The obvious story that gets the most attention in today's papers is the capture of former Iraqi president Saddam Hussein. Large photos of the now run-down and scraggly former leader dominate the dailies without exception. "Saddam Hussein hunted down", "The end of Saddam" or "Saddam caught" read the headlines across the front pages.
The capture of Saddam Hussein has somewhat overshadowed the failure of the EU summit on the European Union constitution in Brussels, moving the story to second place in the dailies. Nevertheless, all the papers analyse the collapse of the talks and offer a lot of opinion pieces discussing the subject.

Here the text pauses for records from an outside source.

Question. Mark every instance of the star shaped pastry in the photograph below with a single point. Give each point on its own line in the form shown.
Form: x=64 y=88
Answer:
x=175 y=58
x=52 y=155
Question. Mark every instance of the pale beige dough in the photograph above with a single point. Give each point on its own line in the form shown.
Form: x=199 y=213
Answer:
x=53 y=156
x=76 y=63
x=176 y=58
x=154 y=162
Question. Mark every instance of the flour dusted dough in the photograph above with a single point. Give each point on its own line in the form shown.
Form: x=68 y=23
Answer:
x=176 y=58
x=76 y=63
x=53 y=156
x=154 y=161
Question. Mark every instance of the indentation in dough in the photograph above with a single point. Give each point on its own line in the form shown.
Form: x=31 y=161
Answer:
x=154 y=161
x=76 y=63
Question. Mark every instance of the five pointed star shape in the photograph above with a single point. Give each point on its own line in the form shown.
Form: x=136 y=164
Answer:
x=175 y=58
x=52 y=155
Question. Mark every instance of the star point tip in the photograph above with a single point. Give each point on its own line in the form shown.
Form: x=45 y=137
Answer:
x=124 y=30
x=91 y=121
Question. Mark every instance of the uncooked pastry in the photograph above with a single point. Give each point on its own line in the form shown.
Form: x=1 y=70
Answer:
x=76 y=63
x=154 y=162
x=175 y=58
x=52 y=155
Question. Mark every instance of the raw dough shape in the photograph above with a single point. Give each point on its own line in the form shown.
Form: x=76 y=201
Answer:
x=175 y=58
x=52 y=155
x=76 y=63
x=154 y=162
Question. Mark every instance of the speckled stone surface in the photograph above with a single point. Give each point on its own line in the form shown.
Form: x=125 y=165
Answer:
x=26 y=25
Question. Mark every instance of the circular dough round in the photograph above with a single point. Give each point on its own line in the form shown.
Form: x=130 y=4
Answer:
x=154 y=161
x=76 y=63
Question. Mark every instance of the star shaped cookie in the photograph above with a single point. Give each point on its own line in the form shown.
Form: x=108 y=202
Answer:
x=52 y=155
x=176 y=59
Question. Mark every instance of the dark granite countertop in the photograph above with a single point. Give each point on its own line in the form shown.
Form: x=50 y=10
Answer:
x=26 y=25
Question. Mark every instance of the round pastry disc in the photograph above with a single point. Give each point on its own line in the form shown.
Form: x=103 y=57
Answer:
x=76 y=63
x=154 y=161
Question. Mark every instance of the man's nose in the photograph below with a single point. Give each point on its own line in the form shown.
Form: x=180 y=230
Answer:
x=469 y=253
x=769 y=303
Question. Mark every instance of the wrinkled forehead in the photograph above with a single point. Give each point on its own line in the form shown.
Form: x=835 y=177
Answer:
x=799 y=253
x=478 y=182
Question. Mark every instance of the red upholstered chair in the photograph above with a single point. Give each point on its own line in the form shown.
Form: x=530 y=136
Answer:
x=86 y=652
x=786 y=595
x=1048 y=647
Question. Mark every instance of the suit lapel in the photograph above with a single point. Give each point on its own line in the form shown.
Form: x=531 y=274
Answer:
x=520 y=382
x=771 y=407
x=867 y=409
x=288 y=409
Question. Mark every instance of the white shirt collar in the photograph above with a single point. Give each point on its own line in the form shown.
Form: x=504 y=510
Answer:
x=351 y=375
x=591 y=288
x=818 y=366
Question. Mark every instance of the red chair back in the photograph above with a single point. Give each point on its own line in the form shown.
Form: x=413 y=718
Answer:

Commentator Martin Komarek in MLADA FRONTA DNES writes that the position of the Czech Republic is somewhere between the combative Poles and Germans. "The Brussels collision puts our diplomats in a situation they are not able to solve," says Mr Komarek in MLADA FRONTA DNES. The Czech Republic has become an independent player on the European chessboard and now has to decide which side to take.
The commentator goes on to say that Czechs have no need to be pessimistic. "Our diplomacy has a unique chance to contribute to an agreement between the opposing sides. Haven't we always dreamt of becoming a bridge over troubled waters?" Martin Komarek asks, as he ends his column in MLADA FRONTA DNES.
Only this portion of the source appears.